Functions cannot be:
3) One-to-many. An image of a domain element must be a singleton.
However, with group homomorphsims, we often have homomorphisms defined on quotient groups (which are certain equivalence classes of a group).
Here is an example of something which is not well-defined: suppose we try to define-
$f: \Bbb Z_6 \to \Bbb Z$ by:
$f([a]_6) = a$. (Here, $[a]_6$ is the equivalence class of $a$ modulo $6$, where the equivalence is defined by:
$a\sim b \iff a-b$ is a multiple of $6$).
Note that $[3]_6 = [9]_6$, since $9-3 = 6$. But $f([3]_6) = 3 \neq 9 = f([9]_6)$.
We no longer have a unique image for $[a]_6$, it is not well-defined.
So when we define a function on a set of equivalence classes using elements contained in those equivalence classes, we need to be sure our choice of image is independent of the particular "representative" (element of the equivalence class) we calculate the image from. Another way of saying this, is that $f$ needs to be constant on each equivalence class, to induce a function on the equivalence classes.

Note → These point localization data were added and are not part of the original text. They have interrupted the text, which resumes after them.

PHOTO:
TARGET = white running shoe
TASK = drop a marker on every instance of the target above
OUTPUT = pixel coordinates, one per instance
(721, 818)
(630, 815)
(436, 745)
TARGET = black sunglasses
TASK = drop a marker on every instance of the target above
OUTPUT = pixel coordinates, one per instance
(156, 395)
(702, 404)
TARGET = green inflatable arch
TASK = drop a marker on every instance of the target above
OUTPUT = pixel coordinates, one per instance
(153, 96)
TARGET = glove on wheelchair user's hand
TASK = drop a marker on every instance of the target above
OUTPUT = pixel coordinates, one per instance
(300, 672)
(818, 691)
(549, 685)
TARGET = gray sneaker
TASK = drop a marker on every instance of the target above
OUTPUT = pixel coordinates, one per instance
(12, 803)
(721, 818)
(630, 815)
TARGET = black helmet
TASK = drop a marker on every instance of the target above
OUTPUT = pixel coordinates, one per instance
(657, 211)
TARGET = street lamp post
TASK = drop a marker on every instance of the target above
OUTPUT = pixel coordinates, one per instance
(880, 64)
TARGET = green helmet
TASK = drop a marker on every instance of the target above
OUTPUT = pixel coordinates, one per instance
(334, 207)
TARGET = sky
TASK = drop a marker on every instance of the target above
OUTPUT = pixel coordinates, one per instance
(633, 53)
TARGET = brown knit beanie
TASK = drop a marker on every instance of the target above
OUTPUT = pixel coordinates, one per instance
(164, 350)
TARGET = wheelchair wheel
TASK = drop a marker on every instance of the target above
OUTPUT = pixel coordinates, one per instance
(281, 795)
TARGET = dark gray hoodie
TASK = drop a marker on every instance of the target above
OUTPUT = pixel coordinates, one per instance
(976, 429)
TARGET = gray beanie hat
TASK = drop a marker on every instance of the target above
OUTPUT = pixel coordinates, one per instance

Perhaps you have "well-defined" confused with injective, they look similar:
$f$ is injective if $f(a) = f(a') \implies a = a'$
Homomorphisms, unlike isomorphisms, are not required to be injective, isomorphisms must be (they must be surjective, or onto, as well). In fact, much of what is interesting about group theory comes from the fact that often, group homomorphisms are not injective, which leads to questions on "how much of the original group structure is preserved".